In the most severe cases, the tumor can grow so large that the baby’s heart can’t keep up, eventually leading to heart failure in the fetus (hydrops).
Evaluation
We typically see a mother with a fetal SCT within two weeks of her initial diagnosis. Your nurse-coordinator will speak with you and arrange the following tests and meetings during your visit.
- An ultrasound of the baby, where we comprehensively look at the baby and specifically look at the blood supply, size and characteristics of the tumor
- An MRI of the baby, to get more detailed views of the tumor, the baby’s spine and the surrounding structures in the baby’s pelvis
- A fetal echocardiogram, to assess how hard your baby’s heart is working
- A meeting with our social worker to assist with specific needs that you may have
After your tests are complete, our team of experts from maternal-fetal medicine (MFM), pediatric surgery, neonatology, genetics, cardiology and radiology will discuss the results and then meet with you in a team meeting.

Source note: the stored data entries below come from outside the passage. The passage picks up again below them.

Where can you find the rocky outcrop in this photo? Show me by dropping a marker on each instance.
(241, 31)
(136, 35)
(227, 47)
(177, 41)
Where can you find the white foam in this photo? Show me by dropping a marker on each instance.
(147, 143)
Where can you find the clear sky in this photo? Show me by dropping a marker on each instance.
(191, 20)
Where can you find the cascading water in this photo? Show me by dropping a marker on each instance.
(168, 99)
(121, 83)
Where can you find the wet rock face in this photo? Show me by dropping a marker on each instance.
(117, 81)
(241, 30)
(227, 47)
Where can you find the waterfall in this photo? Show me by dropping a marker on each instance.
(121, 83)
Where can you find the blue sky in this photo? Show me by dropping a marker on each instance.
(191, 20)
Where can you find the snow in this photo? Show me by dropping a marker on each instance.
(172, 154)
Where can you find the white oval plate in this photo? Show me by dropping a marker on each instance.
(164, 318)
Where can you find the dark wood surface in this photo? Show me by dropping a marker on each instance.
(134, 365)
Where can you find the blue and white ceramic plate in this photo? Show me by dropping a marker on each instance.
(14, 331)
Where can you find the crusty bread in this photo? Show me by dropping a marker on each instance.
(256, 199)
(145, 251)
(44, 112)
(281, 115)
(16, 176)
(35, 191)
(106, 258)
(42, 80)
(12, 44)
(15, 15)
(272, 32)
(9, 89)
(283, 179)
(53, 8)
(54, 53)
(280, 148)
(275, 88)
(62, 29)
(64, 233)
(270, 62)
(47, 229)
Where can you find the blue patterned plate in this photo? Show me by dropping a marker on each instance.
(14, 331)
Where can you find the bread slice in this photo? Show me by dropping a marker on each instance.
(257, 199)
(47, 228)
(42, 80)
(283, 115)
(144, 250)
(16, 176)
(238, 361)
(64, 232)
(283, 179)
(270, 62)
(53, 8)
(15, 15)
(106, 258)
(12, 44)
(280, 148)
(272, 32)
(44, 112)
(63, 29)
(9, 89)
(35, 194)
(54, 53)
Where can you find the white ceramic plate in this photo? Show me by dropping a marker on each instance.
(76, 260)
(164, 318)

The important features of the team meeting include:
- Introducing the care team that will be involved both before and after your baby is born
- Reviewing the studies with you that led to the diagnosis and discuss their implications
- Describing the options for prenatal treatment if needed
- Developing a plan for the care of the rest of your pregnancy and the delivery
- Describing the typical evaluation, treatment and long-term outcome for your baby after it is born
Compassionate, Expert Care
The Fetal Care Center offers comprehensive diagnostic tests and the latest treatments for sacrococcygeal teratoma / SCT. Just as important, our team of specialists takes time to explain test results, answer questions and discuss treatment options. We understand that parents are facing unique challenges, and we provide as much support as possible every step of the way. Extensive experience and research allow our team to treat the most complex cases of SCT.
Planning for Delivery
You should deliver in a hospital with a level III neonatal intensive care unit (NICU) available for the specialized medical and surgical care that your baby will require after birth.
For patients who are local or plan to deliver locally, you will deliver at one of our maternity hospitals (University of Cincinnati Medical Center or Good Samaritan Hospital), and your baby will be transferred to the Cincinnati Children’s NICU.
Early delivery is common in pregnancies affected by SCT. Additionally, because of the typically large size and fragile nature of the tumor, in most cases we recommend delivery by cesarean section.